South Africa plans motor industry boost

11 years, 7 months ago - 13 October 2011, Wheels News
South Africa plans motor industry boost
South Africa’s The Department of Trade and Industry wants to raise domestic production and employment in the motor industry by designating vehicles for purchase by government departments.

Speaking at the opening of the Johannesburg International Motor Show at the Expo Centre, Nasrec on October 10, 2011, trade and industry minister Rob Davies said - starting with buses - certain vehicles would be designated to be bought by government departments as part of a plan to leverage sales of SA-made goods and added the new “preferential procurement regulations” would come into effect on December 7, 2011.

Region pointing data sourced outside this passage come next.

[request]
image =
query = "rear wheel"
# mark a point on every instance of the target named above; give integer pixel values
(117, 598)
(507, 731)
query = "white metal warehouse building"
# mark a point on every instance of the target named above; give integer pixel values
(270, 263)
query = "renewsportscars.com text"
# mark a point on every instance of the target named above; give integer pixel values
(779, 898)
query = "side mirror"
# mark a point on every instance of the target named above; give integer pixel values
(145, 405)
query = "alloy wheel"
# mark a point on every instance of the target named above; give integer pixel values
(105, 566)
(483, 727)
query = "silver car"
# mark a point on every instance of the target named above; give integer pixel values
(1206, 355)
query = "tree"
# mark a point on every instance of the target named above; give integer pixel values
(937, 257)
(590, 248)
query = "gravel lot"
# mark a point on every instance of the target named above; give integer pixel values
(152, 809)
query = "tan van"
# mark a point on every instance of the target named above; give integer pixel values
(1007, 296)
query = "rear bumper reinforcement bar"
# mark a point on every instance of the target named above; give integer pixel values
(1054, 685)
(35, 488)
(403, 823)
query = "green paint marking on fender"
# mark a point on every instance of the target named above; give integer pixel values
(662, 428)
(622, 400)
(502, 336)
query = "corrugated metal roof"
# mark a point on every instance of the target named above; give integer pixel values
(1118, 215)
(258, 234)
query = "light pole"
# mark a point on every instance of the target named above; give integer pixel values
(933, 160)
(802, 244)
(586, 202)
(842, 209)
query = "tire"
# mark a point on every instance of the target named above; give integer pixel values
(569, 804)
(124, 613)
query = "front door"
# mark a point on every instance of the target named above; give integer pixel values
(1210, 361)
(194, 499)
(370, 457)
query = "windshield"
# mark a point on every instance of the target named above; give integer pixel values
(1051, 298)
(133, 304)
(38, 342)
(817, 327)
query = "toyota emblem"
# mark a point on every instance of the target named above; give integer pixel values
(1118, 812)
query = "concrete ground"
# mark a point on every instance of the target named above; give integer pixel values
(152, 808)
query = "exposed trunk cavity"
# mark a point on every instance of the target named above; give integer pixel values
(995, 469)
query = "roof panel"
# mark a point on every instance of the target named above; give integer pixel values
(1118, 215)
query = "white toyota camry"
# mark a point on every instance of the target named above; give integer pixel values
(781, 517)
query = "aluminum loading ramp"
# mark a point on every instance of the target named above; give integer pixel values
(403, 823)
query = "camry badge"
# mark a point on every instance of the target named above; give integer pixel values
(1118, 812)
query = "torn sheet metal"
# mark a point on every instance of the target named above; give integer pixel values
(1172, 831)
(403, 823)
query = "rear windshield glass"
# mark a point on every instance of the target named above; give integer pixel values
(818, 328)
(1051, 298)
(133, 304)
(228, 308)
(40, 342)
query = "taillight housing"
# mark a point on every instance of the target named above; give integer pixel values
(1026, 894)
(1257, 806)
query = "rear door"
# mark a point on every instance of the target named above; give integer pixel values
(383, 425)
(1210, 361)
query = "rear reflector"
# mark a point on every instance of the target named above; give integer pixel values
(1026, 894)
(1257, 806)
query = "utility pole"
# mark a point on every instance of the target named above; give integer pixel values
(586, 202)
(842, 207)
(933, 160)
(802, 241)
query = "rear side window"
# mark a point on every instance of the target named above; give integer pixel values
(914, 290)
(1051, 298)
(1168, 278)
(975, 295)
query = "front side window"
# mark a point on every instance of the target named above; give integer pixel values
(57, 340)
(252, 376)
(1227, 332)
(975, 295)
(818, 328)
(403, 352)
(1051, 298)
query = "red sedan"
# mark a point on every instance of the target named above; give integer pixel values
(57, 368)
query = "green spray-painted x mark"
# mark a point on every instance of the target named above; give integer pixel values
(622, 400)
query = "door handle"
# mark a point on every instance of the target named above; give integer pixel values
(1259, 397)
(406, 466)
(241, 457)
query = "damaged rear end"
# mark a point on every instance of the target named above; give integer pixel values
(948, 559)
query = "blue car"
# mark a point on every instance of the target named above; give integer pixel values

“The South African automotive industry – manufacturing and retail – contributes at least six percent to the country’s gross domestic product and the sector’s exports constitute almost 12 percent of total exports,” Davies said.

This strong position was made possible by government support through the Motor Industry Development Programme, he added. Investment under the programme since 2000 totalled R32-billion. It will be replaced by the Automotive Production and Development Programme (APDP) in 2013. 

About 90 000 people are employed directly in automotive manufacturing, another 200 000 in the retail and aftermarket sectors. Expanding automotive manufacturing to produce 1.2-million vehicles a year by 2020, with the resultant expansion of the component manufacturing industry, are among the key objectives of 2013’s APDP.  

Also speaking at the event was the president of the National Association of Automobile Manufacturers of SA (NAAMSA), David Powels, who said JIMS 2011 was taking place during an immensely challenging time in the global economy and it would be naïve to believe that SA was distanced from the global economic woes.

He added that the South African motor industry will illustrate how it has restructured and aligned itself to the complex challenges facing the global motor industry around the world.

“The South African motor industry remains one of the most competitive in the world. It is intensely competitive and demanding with over 1300 models and 61 marques competing for what is, in global terms, a relatively small market. The South African consumer justifiably demands an outstanding product and, equally, the highest levels of after sales service.

“The motor show will be used not only to showcase the South African motor industry and to project its global competitiveness but also to launch new products, technologies and services to a demanding, but highly involved consumer. The outlook for the South African domestic market remains relatively positive with steady growth being forecast in the medium term,” Powels concluded.